Chapter 10
Chapter Ten
Christmas morning Fergus woke to a hammer striking against the inside of his skull. The sunlight forging through his bedchamber window only made the pounding worse. And his mouth was unnaturally dry. That was the last time he touched Prince Charlie’s Liqueur. The concoction was poison.
He rolled toward the bedside table to reach for a glass of water, and his stomach pitched. “Dear Lord,” he moaned and sank back into the mattress with his eyes closed.
As he lay in his bed, slowly breathing in and out to quell the tempest in his stomach, his encounter with Eddi on the stairwell trickled into his memory. He groaned a second time and threw an arm over his eyes to block his embarrassment as much as the blinding light.
Had he truly sang to her? What a drunken fool he’d been.
It was no wonder the lass refused his offer of marriage.
He expected nothing less of his Eddi. She was fearless in speaking her mind and confident she deserved more than a slurred proposal and lousy serenade.
And she would receive a proper offer as soon as the room stopped spinning, and he could crawl from bed without tossing up his accounts.
As it turned out, it was early afternoon before Fergus recovered and was able to make it to the castle in his Sunday best. He entered through the servants’ door and made his way to the kitchen as he always did. His mother’s salt and pepper eyebrows shot up on her forehead in censorship.
“Look at you all dressed up. Do you realize Christmas service was several hours ago? I noticed you missing from the church pew this morning, Fergus McTaggart.” She slapped an onion on the cutting board, grabbed her knife, and glowered.
“Dinnae tell me it was a lassie that kept you away all morning.”
The whack of her knife was a little more violent than usual as she cut the onion in half.
“Not exactly.” He rubbed the back of his neck as heat stole into his face. “It was that damned bonnie Prince Charlie and his private poison.”

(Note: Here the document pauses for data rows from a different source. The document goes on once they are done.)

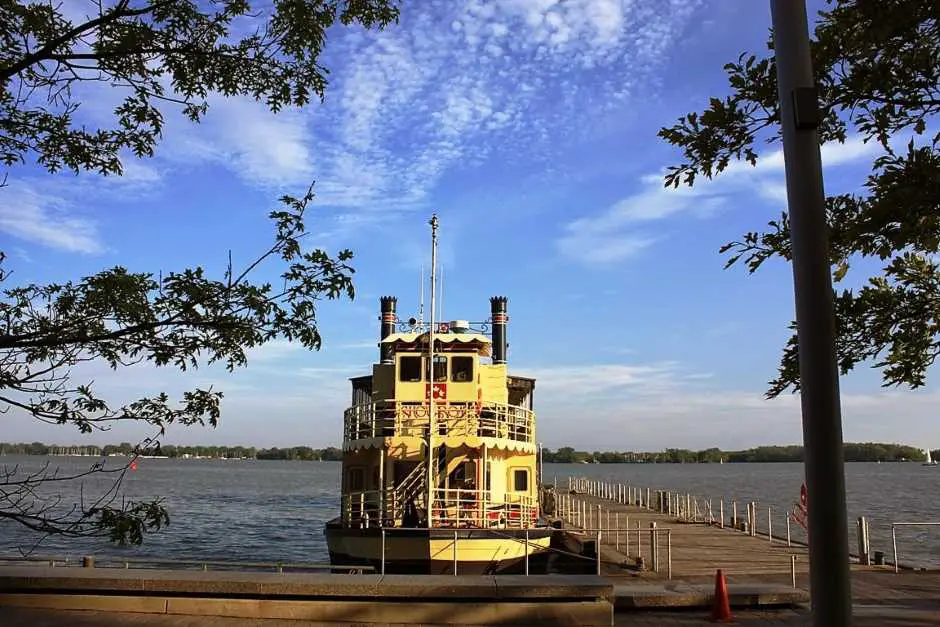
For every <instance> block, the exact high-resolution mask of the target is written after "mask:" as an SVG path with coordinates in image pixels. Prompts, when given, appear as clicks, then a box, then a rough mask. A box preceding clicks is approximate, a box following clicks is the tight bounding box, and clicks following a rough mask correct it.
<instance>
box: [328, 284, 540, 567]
mask: <svg viewBox="0 0 940 627" xmlns="http://www.w3.org/2000/svg"><path fill="white" fill-rule="evenodd" d="M380 302H381V331H380V341H379V362H378V363H376V364H373V366H372V374H371V375H366V376H361V377H356V378H353V379H352V405H351V407H350V408H349V409H347V410H346V412H345V416H344V421H343V423H344V424H343V451H344V453H343V474H342V511H341V514H340V517H339V518H337V519H336V520H333V521H331V522H330V523H329V524H328V525H327V530H326V535H327V539H328V544H329V545H330V554H331V559H333V560H334V562H336V563H343V564H349V563H371V564H375V563H376V562H377V561H379V560H382V561H384V562H385V563H386V565H387V566H389V567H391V568H392V571H394V570H396V569H395V565H396V564H397V565H398V566H399V568H398V569H397V570H398V571H399V572H415V571H419V572H429V570H428V569H429V568H430V571H431V572H435V568H434V565H433V564H434V563H435V562H436V561H438V560H443V566H442V567H441V568H439V569H438V570H441V571H445V572H449V570H450V568H451V566H450V564H451V563H452V562H453V563H454V564H456V563H457V562H458V561H459V562H460V563H461V570H463V571H465V572H469V571H475V572H481V571H482V572H495V571H498V570H500V568H501V567H503V566H505V565H506V564H507V563H510V562H513V561H514V560H518V558H519V557H520V555H522V554H521V551H523V550H528V552H529V553H530V554H533V553H536V552H538V551H539V550H545V549H547V547H548V541H549V539H550V529H549V528H548V527H547V525H545V522H544V520H543V519H542V517H541V516H540V512H539V481H540V477H538V476H537V471H538V468H539V466H538V463H537V461H538V459H537V458H538V447H537V444H536V441H535V413H534V410H533V392H534V388H535V381H534V379H528V378H524V377H517V376H511V375H510V374H509V372H508V369H507V359H506V356H507V347H508V344H507V325H508V315H507V311H506V309H507V299H506V298H505V297H494V298H492V299H490V304H491V315H490V319H489V320H487V321H486V322H483V323H469V322H467V321H464V320H454V321H450V322H447V323H439V324H434V323H433V322H432V324H431V325H426V324H422V323H420V322H418V321H417V320H415V319H414V318H412V319H411V320H409V321H408V322H407V323H401V322H399V320H398V317H397V313H396V304H397V300H396V299H395V298H394V297H391V296H386V297H382V298H381V301H380ZM432 325H433V328H431V327H432ZM487 331H488V332H489V333H487ZM432 341H433V346H432V345H430V342H432ZM539 529H541V530H542V533H539V532H538V530H539ZM376 530H381V534H377V533H375V531H376ZM396 530H397V531H398V532H396ZM453 530H458V531H459V533H454V532H453ZM485 530H490V531H492V532H493V533H482V532H483V531H485ZM496 531H499V533H495V532H496ZM519 533H524V536H521V537H530V538H531V539H532V540H531V543H530V544H529V545H528V549H525V547H524V546H518V545H519V544H523V545H524V544H525V543H520V542H519V541H518V539H515V536H516V535H519ZM379 535H380V536H381V538H382V547H383V548H382V549H381V550H382V551H385V553H384V554H383V555H384V558H383V556H382V555H378V556H377V555H376V551H377V550H378V547H377V546H376V545H375V542H374V541H370V539H372V540H375V539H376V538H377V537H378V536H379ZM458 536H459V540H458V539H457V538H458ZM435 538H440V541H441V542H447V543H449V546H443V545H442V546H440V547H437V548H435ZM454 545H456V546H454ZM458 548H459V556H458V550H457V549H458ZM438 553H440V554H441V555H438ZM444 554H446V556H445V555H444Z"/></svg>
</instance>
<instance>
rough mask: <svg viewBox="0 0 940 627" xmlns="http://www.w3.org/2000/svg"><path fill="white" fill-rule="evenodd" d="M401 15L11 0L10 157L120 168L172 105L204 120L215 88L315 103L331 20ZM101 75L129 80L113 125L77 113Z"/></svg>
mask: <svg viewBox="0 0 940 627" xmlns="http://www.w3.org/2000/svg"><path fill="white" fill-rule="evenodd" d="M66 9H69V10H68V11H67V10H66ZM397 17H398V9H397V7H396V6H395V3H394V1H393V0H345V1H339V0H317V1H314V2H303V1H299V0H272V1H271V2H256V1H251V0H210V1H208V2H195V1H194V0H111V1H108V0H88V1H87V2H86V1H76V0H69V3H68V4H65V3H53V2H26V1H23V0H0V161H2V162H3V163H5V164H7V165H13V164H17V163H24V162H25V161H26V160H27V158H33V157H34V158H35V159H36V161H37V162H38V163H39V164H40V165H41V166H43V167H45V168H47V169H48V170H49V171H57V170H61V169H67V170H72V171H75V172H79V171H82V170H92V171H97V172H100V173H102V174H120V173H121V171H122V167H121V160H120V156H121V152H122V151H131V152H133V153H134V154H135V155H137V156H151V155H153V151H154V146H155V144H156V143H157V141H158V139H159V137H160V134H161V132H162V130H163V126H164V115H163V112H162V111H161V107H165V106H171V107H173V108H176V109H180V110H181V111H182V113H183V114H185V115H186V116H187V117H188V118H189V119H190V120H192V121H193V122H198V121H199V120H200V119H202V117H203V116H204V115H205V113H206V111H207V110H208V104H207V98H208V97H209V96H210V95H212V94H218V95H221V96H249V97H252V98H254V99H256V100H258V101H261V102H263V103H264V104H265V105H266V106H267V107H268V108H269V109H271V110H272V111H279V110H280V109H281V108H283V107H285V106H303V105H306V104H308V103H309V102H310V101H311V99H312V98H314V97H316V98H323V96H324V93H325V89H326V84H327V70H326V69H325V68H324V67H322V66H321V65H320V62H319V57H320V53H321V51H322V49H323V46H324V45H325V42H326V32H327V29H329V28H330V27H331V26H333V25H334V24H336V23H337V22H339V23H340V24H343V25H353V24H359V25H361V26H363V27H366V28H372V27H384V26H386V25H387V24H389V23H391V22H393V21H394V20H396V19H397ZM94 84H102V85H104V86H108V87H117V88H119V89H120V90H121V92H120V93H121V94H122V100H121V102H120V103H119V104H118V105H117V106H116V107H115V108H114V110H113V119H112V122H111V124H110V125H108V127H105V128H88V127H87V126H85V125H84V124H81V123H80V122H79V121H78V120H77V117H78V114H79V107H80V105H81V100H82V95H83V94H84V95H87V93H88V91H87V90H88V89H89V87H90V86H92V85H94Z"/></svg>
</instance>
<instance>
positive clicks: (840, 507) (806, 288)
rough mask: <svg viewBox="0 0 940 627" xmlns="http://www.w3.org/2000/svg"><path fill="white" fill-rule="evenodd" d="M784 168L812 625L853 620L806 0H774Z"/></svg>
mask: <svg viewBox="0 0 940 627" xmlns="http://www.w3.org/2000/svg"><path fill="white" fill-rule="evenodd" d="M770 8H771V14H772V19H773V30H774V50H775V55H776V63H777V88H778V98H779V101H780V121H781V127H782V134H783V154H784V163H785V167H786V179H787V201H788V206H789V215H790V239H791V250H792V259H793V284H794V294H795V303H796V322H797V335H798V336H799V339H800V343H799V357H800V388H801V404H802V409H803V445H804V460H805V461H804V464H805V473H806V488H807V493H808V502H809V507H808V509H809V516H808V518H809V561H810V569H809V570H810V596H811V599H812V607H813V625H814V626H816V627H821V626H823V625H826V626H827V627H849V625H851V623H852V583H851V580H850V576H849V538H848V519H847V514H846V507H845V463H844V456H843V451H842V416H841V412H840V407H839V374H838V370H837V368H836V356H835V320H834V309H833V303H832V275H831V269H830V265H829V242H828V235H827V229H826V219H825V194H824V191H823V178H822V159H821V157H820V154H819V134H818V132H817V127H818V124H819V109H818V103H817V94H816V90H815V86H814V81H813V68H812V59H811V57H810V43H809V33H808V27H807V19H806V4H805V0H770Z"/></svg>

His mother stopped chopping to point the knife in his direction. “I told you no’ to imbibe.”
“You’ve told me many things over the years. I’m only now beginning to listen.”

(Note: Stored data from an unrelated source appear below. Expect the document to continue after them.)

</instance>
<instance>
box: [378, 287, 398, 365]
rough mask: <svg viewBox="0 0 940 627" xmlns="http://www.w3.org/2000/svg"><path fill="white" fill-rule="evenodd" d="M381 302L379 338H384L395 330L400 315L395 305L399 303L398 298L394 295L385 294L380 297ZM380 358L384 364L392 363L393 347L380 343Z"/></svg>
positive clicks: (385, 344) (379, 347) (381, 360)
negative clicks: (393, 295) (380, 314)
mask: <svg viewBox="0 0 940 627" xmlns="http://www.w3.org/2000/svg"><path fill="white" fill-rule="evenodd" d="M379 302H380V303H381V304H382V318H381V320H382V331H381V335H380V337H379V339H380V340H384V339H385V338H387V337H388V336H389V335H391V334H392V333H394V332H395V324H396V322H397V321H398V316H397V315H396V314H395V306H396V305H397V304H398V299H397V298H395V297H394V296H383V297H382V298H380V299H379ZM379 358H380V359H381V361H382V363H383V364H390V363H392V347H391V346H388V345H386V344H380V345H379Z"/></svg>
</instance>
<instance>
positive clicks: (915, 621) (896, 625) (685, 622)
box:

She rolled her eyes and returned to her work. His cousins bustled around the kitchen, trying to appear busy, but they were not very convincing with the way they kept staring in his and his mother’s direction. They were straining to catch every word.
He approached the butcher’s block where his mother stood and lowered his voice. “Would you like to know just what advice of yours I’ve decided to follow?”
His mother shrugged without looking up from her task. “Why should I care what you do? You’re a grown man now. You dinnae need a mother telling you what to do.”
Now she was just being sulky and throwing his words back at him, but he wouldn’t rise to the bait. “True. I dinnae need a mother ordering me about, but what about a wife?”
Her knife clattered against the butcher block. “A wife?”
A smile eased across his mouth. “Aye. A bonnie wife who knows her way around a kitchen. I’ve come to ask Mistress Gallagher to marry me.”
His mother gasped, her hands flying up to cover her mouth. She watched him warily as if uncertain she should believe him. His cousins abandoned their posts to join his mother at the butcher block. Finella slid her arm around his mother’s shoulders.
“You like Mistress Gallagher, do you nae, Mother?” He leaned forward, eager for her approval, and a little anxious her silence meant she wouldn’t grant it.
Tears welled in her eyes, and she dropped her hands from her mouth. “Fergus McTaggart, you’ve made me so verra happy.”
She circled the butcher block to gather him in a hug. “This is the best Christmas gift any mother could receive, other than making me a grandmother by giving me a wee bairn to hold.”
He laughed and hugged his mother close. “We can discuss bairns some other time. Mistress Gallagher hasnae accepted me yet.”
“She will if the lass has any sense, and Mistress Gallagher strikes me as a smart one. Have you thought about how you will ask her?”
“Is there more than one way? I’ll simply ask her.”
“Of course, there is more than one way,” his mother said. “There is the wrong way and the right way.”
His cousins slowly shook their heads as if pitying him. He frowned at all three women. “Well, I’d prefer the right way.” He’d already botched his proposal once. This time he wanted Eddi to say yes. “Can you help me?”
His mother grinned. “Oh, we can. And your sister will want her say, too.”
“I’ll go find her,” Finella said and dashed for the kitchen door.
He chuckled. He expected he was going to receive more advice than he could use, but he wouldn’t turn away help from the McTaggart women. Eddi wasn’t the only smart one at Aldmist Fell.